Speaking on the same programme, Dr Scally said he doubts that anyone outside the aviation industry thinks dropping the quarantine period is a good idea and that the quarantine measures should be extended past 9 July.

The only safe way forward, he said, is to keep up the barriers and be a zero-Covid island, before opening travel links with other countries who are in a similar situation.

Dr Scally said the disease was imported by air and the country does not need a second wave when things are going well.

He said the idea of air bridges is a good one and gradually over time, as more countries eliminate the virus, more opportunities for that type of travel will open up, adding that one of the busiest air links in Europe is Dublin to London, but the situation in England is not under control.

Pádraig Ó Céidigh, aviation taskforce member and aviation businessman, said there is no way of policing quarantine and he believes that “it isn’t working”.

Mr Ó Céidigh said the code of practice for safe air travel, developed by the European Centre for Disease Prevention and Control, should be adopted.

The number one objective of aviation in Ireland, he said, is safe travel for passengers and this objective will remain number one.
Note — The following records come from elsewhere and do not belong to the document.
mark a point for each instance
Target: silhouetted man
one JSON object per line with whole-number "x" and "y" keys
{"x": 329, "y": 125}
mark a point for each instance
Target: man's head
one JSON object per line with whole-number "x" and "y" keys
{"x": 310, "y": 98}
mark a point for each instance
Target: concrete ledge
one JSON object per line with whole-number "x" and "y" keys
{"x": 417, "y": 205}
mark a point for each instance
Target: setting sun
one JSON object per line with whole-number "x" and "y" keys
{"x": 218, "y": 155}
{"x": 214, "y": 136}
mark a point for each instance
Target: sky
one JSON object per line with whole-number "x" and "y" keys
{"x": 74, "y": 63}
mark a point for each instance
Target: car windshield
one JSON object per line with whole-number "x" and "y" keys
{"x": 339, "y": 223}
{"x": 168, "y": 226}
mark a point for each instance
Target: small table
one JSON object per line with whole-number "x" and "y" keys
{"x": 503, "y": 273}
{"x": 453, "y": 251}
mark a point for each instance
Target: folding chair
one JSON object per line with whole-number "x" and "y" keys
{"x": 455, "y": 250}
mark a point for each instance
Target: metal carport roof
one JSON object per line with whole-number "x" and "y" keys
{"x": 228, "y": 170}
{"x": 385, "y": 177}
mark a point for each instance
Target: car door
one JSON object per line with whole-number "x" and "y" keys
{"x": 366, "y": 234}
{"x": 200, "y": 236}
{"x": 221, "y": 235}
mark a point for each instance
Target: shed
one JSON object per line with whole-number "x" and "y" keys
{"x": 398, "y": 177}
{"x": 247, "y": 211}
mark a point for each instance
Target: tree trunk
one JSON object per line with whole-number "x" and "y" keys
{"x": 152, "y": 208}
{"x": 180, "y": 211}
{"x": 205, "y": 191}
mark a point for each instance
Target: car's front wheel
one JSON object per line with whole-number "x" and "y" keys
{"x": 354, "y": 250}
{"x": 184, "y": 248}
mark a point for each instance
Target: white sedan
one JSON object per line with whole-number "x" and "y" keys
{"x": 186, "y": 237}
He said that Ireland will never reach a point of becoming a zero-virus country.

Elsewhere, the Irish Congress of Trade Unions has called on the Government to make Covid-19 an occupational illness.

ICTU General Secretary Patricia King has written to the Minister for Business, Enterprise & Innovation, Heather Humphreys on the issue.

If contracting Covid-19 in the workplace was designated an occupational illness, all cases would have to be notified to the Health and Safety Authority.

“In particular healthcare workers continue to perform their duties in circumstances of serious and ever-present danger of contracting that disease. The situation in which they are, of necessity, placed is without precedent or parallel,” the letter from Ms King states.

“Public transport workers frontline workers interacting with the public, airport and port workers are by virtue of the nature of their occupation also more exposed to the virus.”

More than 8,000 healthcare workers have been infected with the virus, with the majority of these cases of the virus contracted in the workplace.